Après Le Tout Nouveau Testament de Jaco Van Dormael, force est de constater que la religion catholique (détournée, évidemment) semble un sujet de prédilection chez nos amis d’Outre-Quiévrain. Ici, Bouli Lanners creuse le même sillon que dans ses films précédents, en y ajoutant un parfum d’apocalypse et de couple originel (original). Il exalte ce qu’il y a de sacré en l’homme à travers un échantillon bigarré d’humanité, un aréopage d’âmes errantes, d’égarés, de laissés-pour-compte. Il observe la naissance d’une étincelle de compassion chez des chasseurs de primes, cow-boys sans chevaux, motards sans moto, égarés hors d’un vieux film d’antan, traînant avec eux les couleurs entre noir et blanc et sépia d’un western fatigué.

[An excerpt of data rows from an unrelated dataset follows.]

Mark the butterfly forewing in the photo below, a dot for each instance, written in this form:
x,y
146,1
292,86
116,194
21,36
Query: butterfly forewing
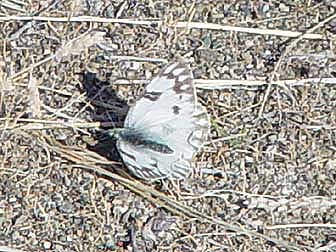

Il convoque un cinéma populaire et singulier, simple et exigeant, où les grands espaces sont reliés par des ponts qui vont de n’importe où à nulle part, où la musique s’impose comme un personnage à part entière, où les visages et les corps des acteurs (Dupontel et Lanners en tête) s’épanouissent loin des formatages, où les voix sont aussi travaillées que les dialogues, sans que jamais l’on entende le soupçon d’un effort. Et où l’arrivée de deux personnages de vieillards sages, incarnés par deux acteurs emblématiques porteurs de toutes leurs incarnations sur grand écran (Michael Lonsdale et Max Von Sydow), vous réjouit en même temps qu’un frisson d’émotion vous parcourt l’échine.